Assim como o leão tem piedade do homem que se humilha a ele, Nosso Senhor Deus tem piedade quando o homem sábio se humilha a Ele por boas obras, confessando seus pecados com dor e contrição do coração e pedindo-Lhe perdão e misericórdia. Então Nosso Senhor Deus tem mercê e piedade e perdoa a todos os seus pecados, chamando-o para Sua Glória celestial.

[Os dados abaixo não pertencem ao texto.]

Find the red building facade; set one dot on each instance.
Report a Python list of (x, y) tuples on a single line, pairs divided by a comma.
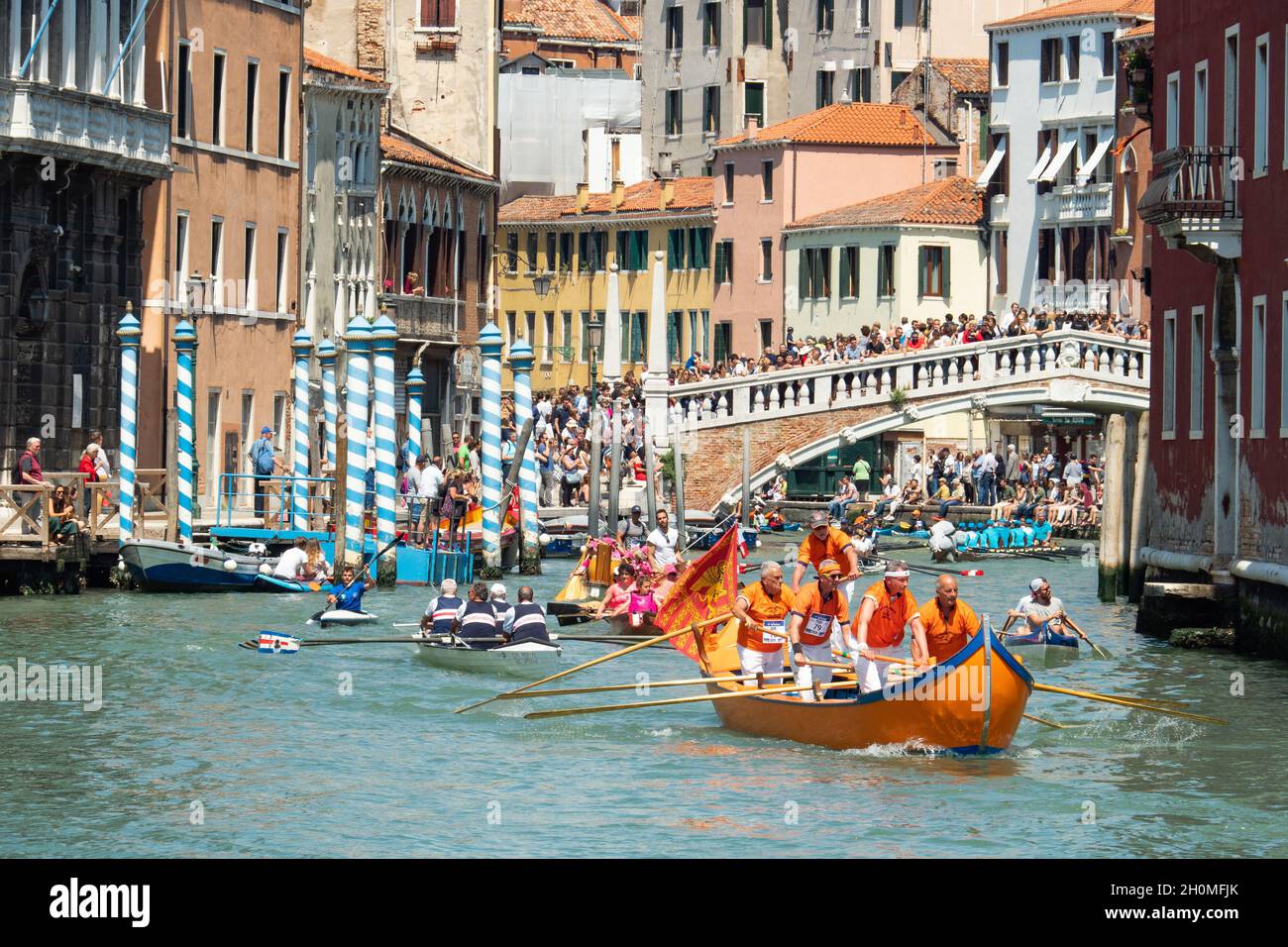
[(1219, 420)]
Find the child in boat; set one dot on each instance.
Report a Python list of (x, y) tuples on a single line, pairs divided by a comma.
[(643, 605)]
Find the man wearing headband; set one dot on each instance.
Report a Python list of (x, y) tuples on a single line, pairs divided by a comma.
[(1039, 607), (820, 544), (761, 609), (814, 609), (887, 608)]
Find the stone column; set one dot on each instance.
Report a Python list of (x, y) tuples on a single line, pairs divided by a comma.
[(1112, 515)]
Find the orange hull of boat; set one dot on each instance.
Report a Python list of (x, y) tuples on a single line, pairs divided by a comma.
[(970, 703)]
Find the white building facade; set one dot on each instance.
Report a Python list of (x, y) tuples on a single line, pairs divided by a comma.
[(1050, 172)]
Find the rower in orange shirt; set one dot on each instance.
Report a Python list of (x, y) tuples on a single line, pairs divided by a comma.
[(887, 608), (761, 609), (949, 622), (814, 609), (823, 543)]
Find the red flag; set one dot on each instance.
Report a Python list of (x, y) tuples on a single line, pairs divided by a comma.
[(706, 589)]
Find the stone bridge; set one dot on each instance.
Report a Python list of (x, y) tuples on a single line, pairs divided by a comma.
[(799, 414)]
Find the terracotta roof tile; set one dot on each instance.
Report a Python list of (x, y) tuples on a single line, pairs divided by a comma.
[(575, 20), (325, 63), (948, 201), (964, 75), (1081, 8), (395, 149), (644, 197), (858, 123)]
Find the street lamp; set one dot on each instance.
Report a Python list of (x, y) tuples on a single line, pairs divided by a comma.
[(595, 334)]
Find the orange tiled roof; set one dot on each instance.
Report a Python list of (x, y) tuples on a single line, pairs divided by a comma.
[(948, 201), (644, 197), (964, 75), (1081, 8), (571, 20), (858, 123), (395, 149), (325, 63)]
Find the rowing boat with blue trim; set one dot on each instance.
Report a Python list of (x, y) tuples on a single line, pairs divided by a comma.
[(970, 703)]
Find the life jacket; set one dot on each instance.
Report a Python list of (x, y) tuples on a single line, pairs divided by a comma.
[(529, 624), (478, 621), (443, 613)]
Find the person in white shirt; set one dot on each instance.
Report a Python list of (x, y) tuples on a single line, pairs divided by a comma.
[(291, 562), (661, 544)]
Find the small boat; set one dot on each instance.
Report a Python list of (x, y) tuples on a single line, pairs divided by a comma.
[(1044, 648), (523, 660), (159, 566), (278, 583), (970, 703), (342, 616)]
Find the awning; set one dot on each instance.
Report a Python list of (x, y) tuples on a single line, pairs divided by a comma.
[(1052, 169), (1090, 165), (1041, 165), (993, 161)]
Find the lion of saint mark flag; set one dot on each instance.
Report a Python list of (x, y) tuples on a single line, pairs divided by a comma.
[(706, 589)]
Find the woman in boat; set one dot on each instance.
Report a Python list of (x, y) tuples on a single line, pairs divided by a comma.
[(476, 618), (62, 517), (617, 596)]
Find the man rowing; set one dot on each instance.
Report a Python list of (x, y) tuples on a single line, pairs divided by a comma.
[(949, 622), (441, 609), (814, 609), (1039, 608), (526, 620), (824, 543), (761, 609), (887, 608)]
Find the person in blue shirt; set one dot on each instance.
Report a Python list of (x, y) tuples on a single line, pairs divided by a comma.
[(347, 594)]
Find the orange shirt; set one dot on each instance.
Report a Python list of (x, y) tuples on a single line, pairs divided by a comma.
[(945, 638), (818, 612), (885, 628), (764, 609), (832, 548)]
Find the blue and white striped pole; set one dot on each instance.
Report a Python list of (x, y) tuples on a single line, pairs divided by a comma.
[(303, 348), (185, 348), (129, 333), (520, 365), (493, 510), (326, 359), (415, 394), (357, 339), (384, 341)]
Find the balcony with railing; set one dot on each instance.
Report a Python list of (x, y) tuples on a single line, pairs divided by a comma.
[(1194, 200), (424, 318)]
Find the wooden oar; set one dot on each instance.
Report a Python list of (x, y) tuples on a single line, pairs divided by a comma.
[(669, 635), (690, 682), (671, 701), (1133, 703), (1082, 634)]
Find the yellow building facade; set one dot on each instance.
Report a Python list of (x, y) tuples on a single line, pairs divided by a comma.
[(555, 264)]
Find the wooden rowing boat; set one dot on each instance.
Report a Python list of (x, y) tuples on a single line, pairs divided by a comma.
[(970, 703), (523, 660)]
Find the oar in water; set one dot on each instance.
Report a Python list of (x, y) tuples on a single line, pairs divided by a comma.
[(691, 629), (1082, 634), (673, 701)]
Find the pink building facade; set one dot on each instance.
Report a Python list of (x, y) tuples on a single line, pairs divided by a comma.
[(768, 178)]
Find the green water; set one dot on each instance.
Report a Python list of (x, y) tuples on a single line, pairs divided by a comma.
[(275, 761)]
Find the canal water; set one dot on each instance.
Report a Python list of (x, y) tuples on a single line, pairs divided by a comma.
[(202, 749)]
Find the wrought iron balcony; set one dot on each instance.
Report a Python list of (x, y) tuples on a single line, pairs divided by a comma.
[(428, 318), (1194, 200)]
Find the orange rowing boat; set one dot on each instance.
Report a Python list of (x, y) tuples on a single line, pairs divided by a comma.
[(970, 703)]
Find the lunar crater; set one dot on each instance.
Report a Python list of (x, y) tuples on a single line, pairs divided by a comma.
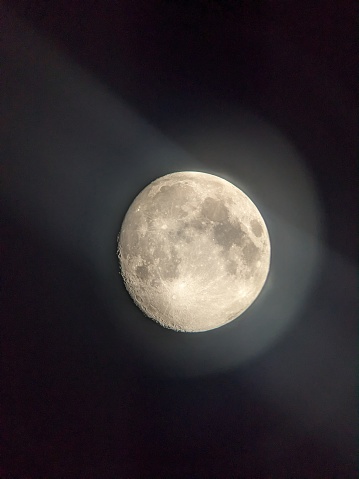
[(189, 249)]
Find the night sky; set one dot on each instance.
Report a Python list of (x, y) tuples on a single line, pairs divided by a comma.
[(99, 98)]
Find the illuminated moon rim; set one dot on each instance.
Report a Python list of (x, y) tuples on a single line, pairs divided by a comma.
[(194, 251)]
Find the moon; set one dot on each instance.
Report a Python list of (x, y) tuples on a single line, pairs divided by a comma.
[(194, 251)]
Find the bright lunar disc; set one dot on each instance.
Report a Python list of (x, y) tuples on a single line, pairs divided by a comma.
[(194, 251)]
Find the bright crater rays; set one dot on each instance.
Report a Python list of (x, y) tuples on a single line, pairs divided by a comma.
[(194, 251)]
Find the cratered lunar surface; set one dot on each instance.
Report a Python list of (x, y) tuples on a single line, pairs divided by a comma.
[(194, 251)]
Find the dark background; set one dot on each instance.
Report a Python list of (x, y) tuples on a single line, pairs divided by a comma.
[(89, 85)]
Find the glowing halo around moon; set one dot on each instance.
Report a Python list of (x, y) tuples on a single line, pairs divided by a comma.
[(194, 251)]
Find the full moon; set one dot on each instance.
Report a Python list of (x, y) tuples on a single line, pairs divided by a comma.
[(194, 251)]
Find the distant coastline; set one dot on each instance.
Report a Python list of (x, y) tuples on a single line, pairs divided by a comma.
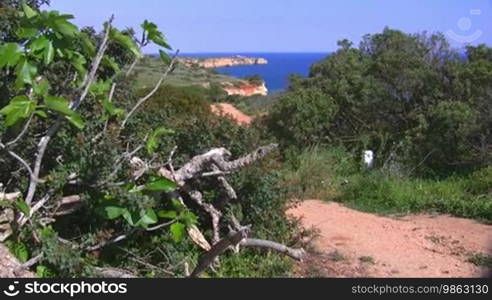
[(275, 74), (220, 62)]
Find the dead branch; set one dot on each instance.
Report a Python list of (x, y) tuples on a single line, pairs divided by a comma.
[(9, 196), (151, 93), (203, 163), (215, 214), (114, 273), (43, 143), (297, 254), (209, 257)]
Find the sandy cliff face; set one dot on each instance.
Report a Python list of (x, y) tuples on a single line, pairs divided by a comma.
[(218, 62), (245, 89)]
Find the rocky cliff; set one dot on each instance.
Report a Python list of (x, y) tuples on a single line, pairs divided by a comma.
[(218, 62), (245, 88)]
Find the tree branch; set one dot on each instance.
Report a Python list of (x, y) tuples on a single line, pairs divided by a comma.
[(43, 143), (146, 97), (209, 257), (201, 164), (297, 254)]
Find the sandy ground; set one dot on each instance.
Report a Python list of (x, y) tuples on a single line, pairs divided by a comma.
[(226, 109), (356, 244)]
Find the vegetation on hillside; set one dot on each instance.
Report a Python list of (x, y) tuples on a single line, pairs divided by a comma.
[(103, 177), (106, 162)]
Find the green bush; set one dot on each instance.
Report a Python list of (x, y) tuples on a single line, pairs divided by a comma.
[(402, 95)]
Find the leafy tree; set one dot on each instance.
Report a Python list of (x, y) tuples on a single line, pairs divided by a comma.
[(88, 161), (404, 95)]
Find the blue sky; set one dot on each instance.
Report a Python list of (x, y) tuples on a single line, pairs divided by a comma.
[(286, 25)]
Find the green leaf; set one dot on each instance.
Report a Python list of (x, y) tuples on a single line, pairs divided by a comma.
[(148, 217), (65, 28), (167, 214), (41, 113), (87, 44), (111, 110), (20, 251), (26, 32), (49, 53), (58, 104), (19, 108), (114, 212), (110, 63), (128, 217), (154, 35), (26, 72), (78, 61), (76, 120), (28, 11), (153, 140), (178, 231), (39, 43), (44, 272), (161, 184), (10, 54), (189, 218), (41, 88), (23, 207), (125, 41)]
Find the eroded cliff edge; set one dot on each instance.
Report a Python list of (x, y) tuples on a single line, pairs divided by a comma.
[(219, 62)]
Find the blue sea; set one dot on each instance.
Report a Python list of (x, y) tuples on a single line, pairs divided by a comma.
[(276, 72)]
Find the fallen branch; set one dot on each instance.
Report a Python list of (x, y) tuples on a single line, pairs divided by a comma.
[(151, 93), (209, 257), (203, 163), (114, 273), (43, 143), (215, 214), (297, 254), (9, 196)]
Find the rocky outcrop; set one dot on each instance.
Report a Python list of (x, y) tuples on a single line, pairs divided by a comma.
[(218, 62), (244, 88), (228, 110)]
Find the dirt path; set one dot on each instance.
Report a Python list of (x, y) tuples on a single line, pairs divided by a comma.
[(356, 244), (226, 109)]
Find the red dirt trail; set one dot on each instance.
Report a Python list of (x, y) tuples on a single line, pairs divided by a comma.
[(357, 244)]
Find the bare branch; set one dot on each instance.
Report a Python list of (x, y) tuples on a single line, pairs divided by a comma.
[(114, 273), (22, 162), (9, 196), (209, 257), (146, 97), (21, 134), (201, 164), (297, 254), (215, 215), (132, 66), (43, 143)]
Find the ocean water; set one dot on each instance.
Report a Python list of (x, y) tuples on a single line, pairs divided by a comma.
[(276, 72)]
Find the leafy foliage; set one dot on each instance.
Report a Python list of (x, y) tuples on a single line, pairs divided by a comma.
[(402, 95)]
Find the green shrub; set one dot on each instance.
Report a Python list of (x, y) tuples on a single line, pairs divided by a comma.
[(404, 95)]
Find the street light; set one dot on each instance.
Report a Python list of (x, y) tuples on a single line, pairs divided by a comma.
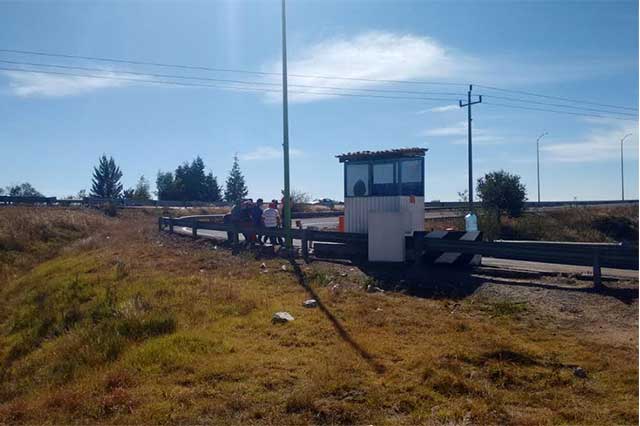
[(622, 162), (538, 155), (285, 133)]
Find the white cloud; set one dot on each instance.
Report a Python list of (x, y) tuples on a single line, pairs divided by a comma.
[(371, 55), (481, 136), (444, 108), (27, 84), (457, 129), (602, 142), (486, 139), (268, 153)]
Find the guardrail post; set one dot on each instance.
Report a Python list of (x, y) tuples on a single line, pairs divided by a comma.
[(418, 246), (235, 239), (305, 246), (597, 273), (194, 229)]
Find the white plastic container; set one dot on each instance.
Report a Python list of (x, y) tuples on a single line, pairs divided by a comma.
[(470, 222)]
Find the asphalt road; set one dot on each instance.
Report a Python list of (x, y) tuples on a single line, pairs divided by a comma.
[(329, 222)]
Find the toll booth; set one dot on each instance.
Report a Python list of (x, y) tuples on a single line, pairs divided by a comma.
[(384, 197)]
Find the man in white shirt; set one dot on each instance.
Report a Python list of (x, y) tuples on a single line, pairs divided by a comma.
[(271, 219)]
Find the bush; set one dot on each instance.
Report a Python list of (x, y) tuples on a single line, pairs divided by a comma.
[(502, 192)]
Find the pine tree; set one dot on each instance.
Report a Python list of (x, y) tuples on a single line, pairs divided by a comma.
[(213, 192), (106, 179), (236, 189), (165, 185), (141, 191)]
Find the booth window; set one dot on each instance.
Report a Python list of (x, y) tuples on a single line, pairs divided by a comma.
[(384, 182), (357, 180), (412, 179)]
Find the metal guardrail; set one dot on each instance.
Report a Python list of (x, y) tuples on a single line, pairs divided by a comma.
[(121, 202), (595, 255), (451, 205)]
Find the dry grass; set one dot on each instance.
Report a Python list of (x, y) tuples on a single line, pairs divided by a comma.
[(148, 329), (30, 234)]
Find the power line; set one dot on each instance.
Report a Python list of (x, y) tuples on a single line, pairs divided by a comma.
[(324, 77), (555, 97), (225, 87), (506, 98), (232, 70), (260, 83), (556, 111), (263, 89)]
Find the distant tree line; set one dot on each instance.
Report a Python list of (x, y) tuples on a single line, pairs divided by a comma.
[(20, 190), (189, 182)]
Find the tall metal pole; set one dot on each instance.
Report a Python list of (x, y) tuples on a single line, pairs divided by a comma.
[(622, 162), (470, 148), (285, 131), (538, 155)]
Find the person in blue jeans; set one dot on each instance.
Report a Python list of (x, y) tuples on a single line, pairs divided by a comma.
[(256, 217)]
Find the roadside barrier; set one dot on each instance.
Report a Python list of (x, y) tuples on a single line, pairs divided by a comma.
[(455, 249)]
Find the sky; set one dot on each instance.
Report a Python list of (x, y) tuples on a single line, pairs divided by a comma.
[(53, 127)]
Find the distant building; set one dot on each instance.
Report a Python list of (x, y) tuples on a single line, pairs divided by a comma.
[(384, 181)]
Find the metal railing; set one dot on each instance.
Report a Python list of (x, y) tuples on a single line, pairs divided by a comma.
[(595, 255)]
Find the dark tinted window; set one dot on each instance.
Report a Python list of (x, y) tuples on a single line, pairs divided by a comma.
[(411, 175), (357, 180), (384, 182)]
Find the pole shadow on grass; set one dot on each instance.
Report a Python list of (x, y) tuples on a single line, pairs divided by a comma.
[(344, 334)]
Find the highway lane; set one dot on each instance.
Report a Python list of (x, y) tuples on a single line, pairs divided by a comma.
[(515, 265)]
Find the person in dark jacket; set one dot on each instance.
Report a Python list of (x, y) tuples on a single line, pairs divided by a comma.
[(256, 218)]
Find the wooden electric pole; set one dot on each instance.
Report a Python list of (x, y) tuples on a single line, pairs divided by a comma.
[(470, 148)]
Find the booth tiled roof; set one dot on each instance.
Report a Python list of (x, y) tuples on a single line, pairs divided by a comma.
[(389, 153)]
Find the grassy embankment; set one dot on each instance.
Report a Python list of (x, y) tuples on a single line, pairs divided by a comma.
[(127, 326), (586, 224)]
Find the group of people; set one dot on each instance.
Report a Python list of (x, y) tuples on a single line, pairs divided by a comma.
[(246, 213)]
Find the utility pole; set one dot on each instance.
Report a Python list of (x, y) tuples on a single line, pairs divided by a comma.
[(285, 130), (538, 155), (468, 105), (622, 163)]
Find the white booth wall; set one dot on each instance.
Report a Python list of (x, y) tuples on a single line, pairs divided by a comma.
[(357, 210)]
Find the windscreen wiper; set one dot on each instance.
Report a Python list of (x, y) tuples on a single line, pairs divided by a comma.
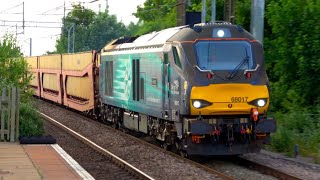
[(238, 67)]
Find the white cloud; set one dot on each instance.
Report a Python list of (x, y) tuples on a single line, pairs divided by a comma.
[(43, 39)]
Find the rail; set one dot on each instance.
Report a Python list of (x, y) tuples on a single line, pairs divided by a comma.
[(105, 152)]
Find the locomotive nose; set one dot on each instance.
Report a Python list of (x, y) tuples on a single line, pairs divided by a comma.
[(225, 99)]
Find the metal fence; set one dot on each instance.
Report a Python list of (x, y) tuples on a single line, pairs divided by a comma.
[(9, 114)]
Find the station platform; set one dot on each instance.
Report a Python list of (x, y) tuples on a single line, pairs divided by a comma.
[(33, 162)]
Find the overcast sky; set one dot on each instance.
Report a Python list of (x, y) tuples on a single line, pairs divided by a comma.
[(43, 39)]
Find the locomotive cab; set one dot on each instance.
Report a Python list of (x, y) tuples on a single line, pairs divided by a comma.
[(202, 88), (227, 89)]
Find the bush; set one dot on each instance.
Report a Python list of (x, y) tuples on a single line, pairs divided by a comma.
[(30, 122), (301, 128)]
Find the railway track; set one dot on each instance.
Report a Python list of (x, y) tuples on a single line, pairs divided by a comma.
[(204, 166), (136, 173), (184, 164)]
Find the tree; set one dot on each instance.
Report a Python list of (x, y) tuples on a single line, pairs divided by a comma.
[(104, 29), (13, 67), (92, 31), (294, 44)]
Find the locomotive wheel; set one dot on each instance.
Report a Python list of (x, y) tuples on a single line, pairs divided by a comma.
[(115, 123), (166, 146), (183, 154)]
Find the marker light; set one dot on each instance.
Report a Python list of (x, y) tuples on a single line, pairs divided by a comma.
[(220, 33), (196, 104), (200, 103), (261, 102)]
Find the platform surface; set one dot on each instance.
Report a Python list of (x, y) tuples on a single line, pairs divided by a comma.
[(38, 162)]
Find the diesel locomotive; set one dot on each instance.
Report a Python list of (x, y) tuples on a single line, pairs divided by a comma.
[(201, 89)]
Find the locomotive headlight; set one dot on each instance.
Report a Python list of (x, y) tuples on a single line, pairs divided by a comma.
[(196, 104), (261, 102), (199, 103)]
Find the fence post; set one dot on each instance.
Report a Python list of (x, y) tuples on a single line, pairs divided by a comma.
[(9, 114), (13, 113), (17, 113), (2, 118)]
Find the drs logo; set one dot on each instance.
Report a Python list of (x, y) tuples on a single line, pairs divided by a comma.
[(239, 99)]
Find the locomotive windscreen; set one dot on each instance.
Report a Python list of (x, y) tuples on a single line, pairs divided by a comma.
[(224, 55)]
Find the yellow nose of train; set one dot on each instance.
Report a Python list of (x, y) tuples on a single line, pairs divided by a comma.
[(228, 99)]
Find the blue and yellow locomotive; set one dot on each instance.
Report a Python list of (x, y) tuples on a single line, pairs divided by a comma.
[(203, 89)]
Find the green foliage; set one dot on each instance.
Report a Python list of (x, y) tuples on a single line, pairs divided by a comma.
[(294, 44), (92, 31), (14, 72), (301, 128), (13, 67), (30, 122)]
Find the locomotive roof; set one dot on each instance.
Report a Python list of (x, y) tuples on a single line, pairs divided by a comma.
[(181, 33)]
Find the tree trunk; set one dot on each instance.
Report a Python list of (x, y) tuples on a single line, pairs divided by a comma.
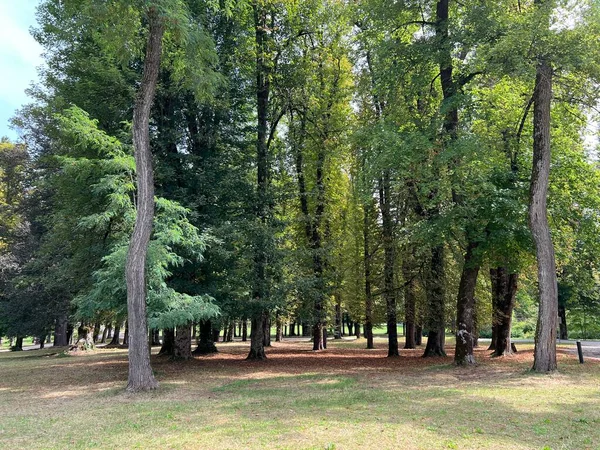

4. Texto do manuscrito G - Leão

O leão é uma forte besta. E por onde passa desfaz o rastro com ao rabo. E quando tem filhos, lhes faz de mortos e por três dias grita tão fortemente em suas orelha até que os veja vivos.

Notas

  • 1. Philippe de Thaün. Le Bestiaire (ed. E. Walberg), H. Möller, Paris-Lund, 1900. In: MALAXEVERRÍA, Ignacio. Bestiario Medieval. Madrid: Ediciones Siruela, 2000. Esse é o mais antigo bestiário francês, escrito em versos de seis sílabas (3.194 versos), e segue com bastante fidelidade o texto latino do Physiologus (séc. III-V d.C.). Seu autor, de origem anglo-normanda, dedica sua obra a Aelis de Louvain, segunda esposa de Henrique I da Inglaterra (1100-1135), no manuscrito conservado em Londres; em outro exemplar, guardado em Oxford, a dedicatória é para Eleonor, esposa de Henrique II (1154-1189). Os manuscritos, ilustrados ou com vazios reservados para as iluminuras, contém prólogos em latim e indicações para o artista. Os 38 capítulos deste bestiário, editado por Walberg, estudam os quadrúpedes, as aves e as pedras (um pequeno lapidário), sucessivamente, e Philippe se refere a suas fontes como Physiologus, bestiaire, un livre de grammaire, Ysidre (Isidoro) e escripture.
  • 2. O texto remete às iluminuras do Bestiário.
  • 3. Mais uma vez o texto remete às iluminuras do Bestiário.
  • 4. Nesta passagem a seguir o autor explica o simbolismo do canto dos clérigos: “As horas do dia eram denominadas segundo as horas de orações: matinas (meia-noite), laudes (três da manhã), primas (primeiras horas do dia, ao nascer do Sol ou cerca de seis da manhã), vésperas (seis da tarde) e completas (na hora de dormir).” - TUCHMANN, Barbara W. Um Espelho Distante. O terrível século XIV. Rio de Janeiro: José Olympio Editora, 1990, p. 56.
  • 5. Satanás.
  • 6. O texto remete às iluminuras do Bestiário.
  • 7. Tradução e notas de Ricardo da Costa feita a partir da edição Bestiaris (a cura de Saverio Panunzio). Barcelona: Editorial Barcino, 1964, vol. II, p. 05-11. Este Bestiário é uma cópia de um Bestiário toscano também do século XV.
  • 8. No original italiano “strade”.
  • 9. Que sente, dotado de sensibilidade, que recebe facilmente as sensações externas.
  • 10. No original “amaestrament”, isto é, no sentido de ensinamento, com o manuseio constante e a leitura regular da Bíblia.
  • 11. Faculdade inventiva, talento.
  • 12. O editor sugere que se trata de uma corrupção ou lacuna do copista, pois em outros manuscritos ao invés de “dar forma” há “e a força”. No entanto, optei por preservar o texto original, pois parece dar a idéia que o sentido é mais importante que o ouro e a prata porque dá forma, estrutura o pensamento humano, isto é, dá sentido às coisas pensadas.
  • 13. Todos os parênteses também se encontram no texto crítico.
  • 14. Passagem que mostra que os medievais conheciam Deus através da natureza, isto é, percebiam e buscavam Deus em Sua criação (o mundo como um espelho/reflexo da ação divina).
  • 15. Jo I, 29.
  • 16. Ver nota 6.
  • 17. Lc I, 30.
  • 18. Aqui termina o Prólogo do Livro.
  • 19. Mt 10, 39; Lc 9, 24 e 17, 33.